ОН. Вера, ты же знаешь, что у нас немому выехать за рубеж гораздо проще, чем полиглоту.
ОНА. Ошибаешься, документы инвалидов на загранку вообще не принимаются, за исключением ветеранских поездок.
ОН. Почему?
ОНА. Да потому, что представители советского народа не могут быть немыми, глухими, одноногими или однорукими. Как, впрочем, и одинокими, то есть без родственников.
ОН. А одиноких почему не выпускают? Чем не угодили?
ОНА. А ты пофантазируй…
ОН (подходит к Вере и крепко обнимет ее). Верка! Ты соскучилась?
Целует ее. Вера вдруг вырывается
ОН. Что, еще что-то забыла?
ОНА. Я про лекарства… Наверное, не надо было звонить.
ОН. Почему?
ОНА. Пакеты эти американские с надписями, и внутри коробки с таблетками, и все на английском… Ты уверен, что таксист сюда пакет принесет, а не в «комитет глубинного бурения»? И придет уже не один…
ОН. И ты с ними не договоришься?
ОНА. Скажешь тоже! Я же не дома!
ОН (притворно-скорбно). Ну, тогда все… Ночевать будем не здесь, а… а как будет «Лубянка» по-латышски?
ОНА (озабоченно). Очень смешно!
Некоторое время сидят рядышком на диване в полном молчании. Костя снова обнимает Веру, но она мягко отстраняется.
ОНА. Давай сначала отметим встречу. Я немного приду в себя.
ОН (смущенно).
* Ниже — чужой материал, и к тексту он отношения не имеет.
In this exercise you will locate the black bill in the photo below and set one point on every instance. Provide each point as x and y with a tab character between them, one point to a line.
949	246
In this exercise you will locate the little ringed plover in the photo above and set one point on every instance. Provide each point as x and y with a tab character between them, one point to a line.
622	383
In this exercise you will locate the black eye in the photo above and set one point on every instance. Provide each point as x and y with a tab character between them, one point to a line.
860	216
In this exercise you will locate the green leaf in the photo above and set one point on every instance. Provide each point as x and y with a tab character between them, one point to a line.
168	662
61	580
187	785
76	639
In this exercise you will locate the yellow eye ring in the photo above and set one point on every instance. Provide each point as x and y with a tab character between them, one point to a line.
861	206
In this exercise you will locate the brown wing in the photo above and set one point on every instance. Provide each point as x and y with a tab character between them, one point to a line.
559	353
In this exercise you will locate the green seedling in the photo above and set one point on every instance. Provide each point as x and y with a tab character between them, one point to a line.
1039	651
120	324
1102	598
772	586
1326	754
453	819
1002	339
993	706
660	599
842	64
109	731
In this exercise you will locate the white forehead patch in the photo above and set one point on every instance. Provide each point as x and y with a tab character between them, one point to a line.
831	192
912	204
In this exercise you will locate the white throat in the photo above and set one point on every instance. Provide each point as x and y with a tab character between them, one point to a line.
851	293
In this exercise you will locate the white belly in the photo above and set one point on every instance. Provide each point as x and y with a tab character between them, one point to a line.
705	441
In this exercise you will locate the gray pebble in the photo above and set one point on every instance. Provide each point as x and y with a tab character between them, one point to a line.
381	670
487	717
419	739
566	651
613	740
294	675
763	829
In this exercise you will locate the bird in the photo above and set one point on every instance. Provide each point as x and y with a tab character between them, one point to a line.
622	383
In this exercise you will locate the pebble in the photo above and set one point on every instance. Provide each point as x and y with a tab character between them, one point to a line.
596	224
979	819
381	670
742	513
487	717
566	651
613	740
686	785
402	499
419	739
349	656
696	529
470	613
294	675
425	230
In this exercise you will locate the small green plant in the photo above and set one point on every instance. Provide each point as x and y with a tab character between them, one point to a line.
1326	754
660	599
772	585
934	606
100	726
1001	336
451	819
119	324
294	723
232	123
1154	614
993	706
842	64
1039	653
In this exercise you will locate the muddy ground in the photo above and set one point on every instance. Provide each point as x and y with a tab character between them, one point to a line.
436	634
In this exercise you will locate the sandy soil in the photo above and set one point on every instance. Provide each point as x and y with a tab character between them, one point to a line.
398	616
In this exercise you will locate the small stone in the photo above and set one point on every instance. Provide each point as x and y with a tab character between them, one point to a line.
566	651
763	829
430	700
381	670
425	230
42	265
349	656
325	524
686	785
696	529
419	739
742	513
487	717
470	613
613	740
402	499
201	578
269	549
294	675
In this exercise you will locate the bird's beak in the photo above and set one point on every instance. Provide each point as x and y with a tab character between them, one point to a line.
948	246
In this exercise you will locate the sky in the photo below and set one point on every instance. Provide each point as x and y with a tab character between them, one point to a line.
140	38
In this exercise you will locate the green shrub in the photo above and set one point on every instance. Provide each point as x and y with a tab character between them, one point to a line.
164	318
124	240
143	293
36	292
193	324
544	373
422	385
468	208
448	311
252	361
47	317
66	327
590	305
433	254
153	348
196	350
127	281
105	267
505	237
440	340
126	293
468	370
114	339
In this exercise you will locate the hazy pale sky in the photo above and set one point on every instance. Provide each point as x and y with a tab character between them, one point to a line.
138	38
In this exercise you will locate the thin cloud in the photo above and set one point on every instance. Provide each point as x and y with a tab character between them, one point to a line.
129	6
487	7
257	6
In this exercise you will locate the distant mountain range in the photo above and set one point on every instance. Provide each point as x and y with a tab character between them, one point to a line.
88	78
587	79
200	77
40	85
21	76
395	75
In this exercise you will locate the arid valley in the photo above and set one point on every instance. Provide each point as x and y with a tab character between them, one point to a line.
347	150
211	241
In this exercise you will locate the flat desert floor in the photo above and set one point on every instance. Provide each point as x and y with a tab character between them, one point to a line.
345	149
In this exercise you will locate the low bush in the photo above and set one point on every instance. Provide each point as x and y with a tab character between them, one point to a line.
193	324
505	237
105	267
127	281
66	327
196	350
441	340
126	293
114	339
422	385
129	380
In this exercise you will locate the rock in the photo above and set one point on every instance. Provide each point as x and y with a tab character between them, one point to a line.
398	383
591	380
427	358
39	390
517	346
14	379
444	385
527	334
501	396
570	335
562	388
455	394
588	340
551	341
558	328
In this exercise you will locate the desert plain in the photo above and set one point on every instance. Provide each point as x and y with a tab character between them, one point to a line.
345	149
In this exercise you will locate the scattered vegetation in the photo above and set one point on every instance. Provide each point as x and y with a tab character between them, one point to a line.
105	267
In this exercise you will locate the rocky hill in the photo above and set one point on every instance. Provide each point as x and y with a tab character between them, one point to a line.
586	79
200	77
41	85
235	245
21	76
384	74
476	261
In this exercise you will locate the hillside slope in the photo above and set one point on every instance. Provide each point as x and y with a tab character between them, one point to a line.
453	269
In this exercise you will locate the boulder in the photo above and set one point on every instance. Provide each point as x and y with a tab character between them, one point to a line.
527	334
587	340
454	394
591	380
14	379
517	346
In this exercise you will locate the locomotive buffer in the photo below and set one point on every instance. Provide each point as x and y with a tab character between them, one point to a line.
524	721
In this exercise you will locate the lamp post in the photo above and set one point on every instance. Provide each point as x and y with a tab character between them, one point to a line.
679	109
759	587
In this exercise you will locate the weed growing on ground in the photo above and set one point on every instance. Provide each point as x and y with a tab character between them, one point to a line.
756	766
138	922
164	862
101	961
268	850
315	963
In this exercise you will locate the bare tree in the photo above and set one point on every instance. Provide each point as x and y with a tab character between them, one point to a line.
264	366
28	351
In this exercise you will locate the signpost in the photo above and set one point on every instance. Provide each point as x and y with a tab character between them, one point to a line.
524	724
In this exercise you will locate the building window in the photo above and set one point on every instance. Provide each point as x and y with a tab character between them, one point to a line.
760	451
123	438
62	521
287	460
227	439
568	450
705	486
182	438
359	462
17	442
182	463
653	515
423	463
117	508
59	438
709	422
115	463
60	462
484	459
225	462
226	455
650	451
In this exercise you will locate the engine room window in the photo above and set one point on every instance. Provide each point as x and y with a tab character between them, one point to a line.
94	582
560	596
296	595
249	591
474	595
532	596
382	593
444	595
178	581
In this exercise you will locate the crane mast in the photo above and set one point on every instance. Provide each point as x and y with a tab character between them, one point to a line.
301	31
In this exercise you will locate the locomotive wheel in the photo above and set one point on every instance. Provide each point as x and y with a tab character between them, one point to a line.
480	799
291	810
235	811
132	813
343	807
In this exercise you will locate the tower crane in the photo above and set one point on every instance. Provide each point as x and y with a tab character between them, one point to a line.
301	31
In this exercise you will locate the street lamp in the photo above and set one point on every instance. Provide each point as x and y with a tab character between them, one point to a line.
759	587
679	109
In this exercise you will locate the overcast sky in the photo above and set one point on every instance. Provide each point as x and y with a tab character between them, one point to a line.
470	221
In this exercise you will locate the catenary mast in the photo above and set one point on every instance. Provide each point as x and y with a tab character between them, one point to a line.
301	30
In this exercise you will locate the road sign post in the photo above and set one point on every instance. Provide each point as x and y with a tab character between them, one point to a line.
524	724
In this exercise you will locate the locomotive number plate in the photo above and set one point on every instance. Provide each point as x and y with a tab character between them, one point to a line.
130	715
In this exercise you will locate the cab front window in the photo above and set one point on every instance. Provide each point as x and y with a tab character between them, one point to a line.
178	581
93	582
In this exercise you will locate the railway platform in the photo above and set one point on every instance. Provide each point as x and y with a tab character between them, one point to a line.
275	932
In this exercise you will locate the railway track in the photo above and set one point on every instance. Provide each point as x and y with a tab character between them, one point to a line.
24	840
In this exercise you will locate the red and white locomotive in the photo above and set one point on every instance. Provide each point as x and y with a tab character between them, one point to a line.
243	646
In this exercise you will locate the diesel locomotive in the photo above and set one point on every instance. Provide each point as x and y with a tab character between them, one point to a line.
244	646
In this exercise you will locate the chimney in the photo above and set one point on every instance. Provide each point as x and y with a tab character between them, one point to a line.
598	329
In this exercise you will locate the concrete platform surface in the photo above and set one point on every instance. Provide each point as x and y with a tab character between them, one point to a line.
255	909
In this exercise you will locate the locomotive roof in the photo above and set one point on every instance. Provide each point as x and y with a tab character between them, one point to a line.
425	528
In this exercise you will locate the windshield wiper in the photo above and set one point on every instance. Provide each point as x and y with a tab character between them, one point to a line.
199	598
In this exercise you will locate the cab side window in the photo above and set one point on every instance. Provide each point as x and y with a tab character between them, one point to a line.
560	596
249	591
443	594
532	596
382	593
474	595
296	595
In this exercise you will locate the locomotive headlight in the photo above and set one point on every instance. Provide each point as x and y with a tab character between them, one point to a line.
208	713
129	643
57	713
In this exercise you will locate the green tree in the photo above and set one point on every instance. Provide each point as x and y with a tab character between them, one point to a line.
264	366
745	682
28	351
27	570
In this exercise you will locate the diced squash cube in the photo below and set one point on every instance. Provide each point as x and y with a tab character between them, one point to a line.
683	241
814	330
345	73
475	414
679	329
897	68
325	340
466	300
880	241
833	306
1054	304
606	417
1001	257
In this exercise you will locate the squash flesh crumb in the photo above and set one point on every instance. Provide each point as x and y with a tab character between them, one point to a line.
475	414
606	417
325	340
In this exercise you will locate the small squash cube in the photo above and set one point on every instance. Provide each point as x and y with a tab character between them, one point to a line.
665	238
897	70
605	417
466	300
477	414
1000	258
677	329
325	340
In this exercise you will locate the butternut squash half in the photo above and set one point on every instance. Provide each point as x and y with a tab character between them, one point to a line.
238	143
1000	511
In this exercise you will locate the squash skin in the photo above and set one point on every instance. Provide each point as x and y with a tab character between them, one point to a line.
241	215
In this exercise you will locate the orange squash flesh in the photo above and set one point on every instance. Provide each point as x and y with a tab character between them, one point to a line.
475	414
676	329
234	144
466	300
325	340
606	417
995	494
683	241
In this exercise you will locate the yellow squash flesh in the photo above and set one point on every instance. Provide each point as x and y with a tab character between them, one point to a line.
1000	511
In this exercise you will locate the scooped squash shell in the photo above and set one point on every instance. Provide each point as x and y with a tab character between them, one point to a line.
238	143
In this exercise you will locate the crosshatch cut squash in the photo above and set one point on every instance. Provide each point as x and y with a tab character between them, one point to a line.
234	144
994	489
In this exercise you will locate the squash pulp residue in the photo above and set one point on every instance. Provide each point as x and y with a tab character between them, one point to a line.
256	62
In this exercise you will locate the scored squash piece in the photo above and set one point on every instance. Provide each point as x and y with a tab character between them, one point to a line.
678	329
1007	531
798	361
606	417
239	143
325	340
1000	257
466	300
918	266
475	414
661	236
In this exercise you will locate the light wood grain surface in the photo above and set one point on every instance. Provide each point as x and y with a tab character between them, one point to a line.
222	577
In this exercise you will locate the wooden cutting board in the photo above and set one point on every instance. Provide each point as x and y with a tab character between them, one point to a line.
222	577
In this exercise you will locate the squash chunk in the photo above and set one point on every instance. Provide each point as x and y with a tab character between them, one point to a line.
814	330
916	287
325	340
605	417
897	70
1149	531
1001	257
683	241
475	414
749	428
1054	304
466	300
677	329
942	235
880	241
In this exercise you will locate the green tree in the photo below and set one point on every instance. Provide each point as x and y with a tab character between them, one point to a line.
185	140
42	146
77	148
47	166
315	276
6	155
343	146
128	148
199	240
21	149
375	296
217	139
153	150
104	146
Сейчас все принесут.
ОНА. И коньяк принесут? День открытых дверей какой-то! Я думала, ты как всегда запасешься…
ОН. Извини, с местом не рассчитал. От этой гостиницы до морвокзала — ровно пятьсот метров.
ОНА. Ну и что?
ОН. Согласно гениальной инициативе минерального секретаря зона в радиусе километра от вокзалов свободна от спиртного. Поэтому сейчас здесь — как в Саудовской Аравии. Только с многоженством задержка.
ОНА. Это ты про себя?
ОН. Нет, про Михаила Сергеевича.
ОНА. Не смешно.
ОН. Разве? А знаешь, кто самые известные в Союзе люди? Райкин-отец, Райкин-сын и Райкин муж.
ОНА. А Райкин муж — это кто?
ОН. Да, воздух свободы сыграл с тобой злую шутку.
ОНА. А-а… Обязательно Косте расскажу.
ОН. А Костя — это кто?
ОНА. Райкин-сын. Мы с ним в Москве встречаемся в одной компании. (Садится за стол.) Так у нас что, безалкогольная свадьба?
ОН. Я послал человека в магазин, но там, боюсь, очередь.
Костя достает из портфеля и кладет на стол коробку конфет и апельсины.
ОНА. А французы называют алкоголь водой жизни — ле де ви.
ОН. А у нас ле де ви — вне се ля ви. Компрене ву?
ОНА. Оф кос!
ОН. Произношение выдает в вас жену советского дипломата.
ОНА. Ну, до дипломатов нам еще расти и расти.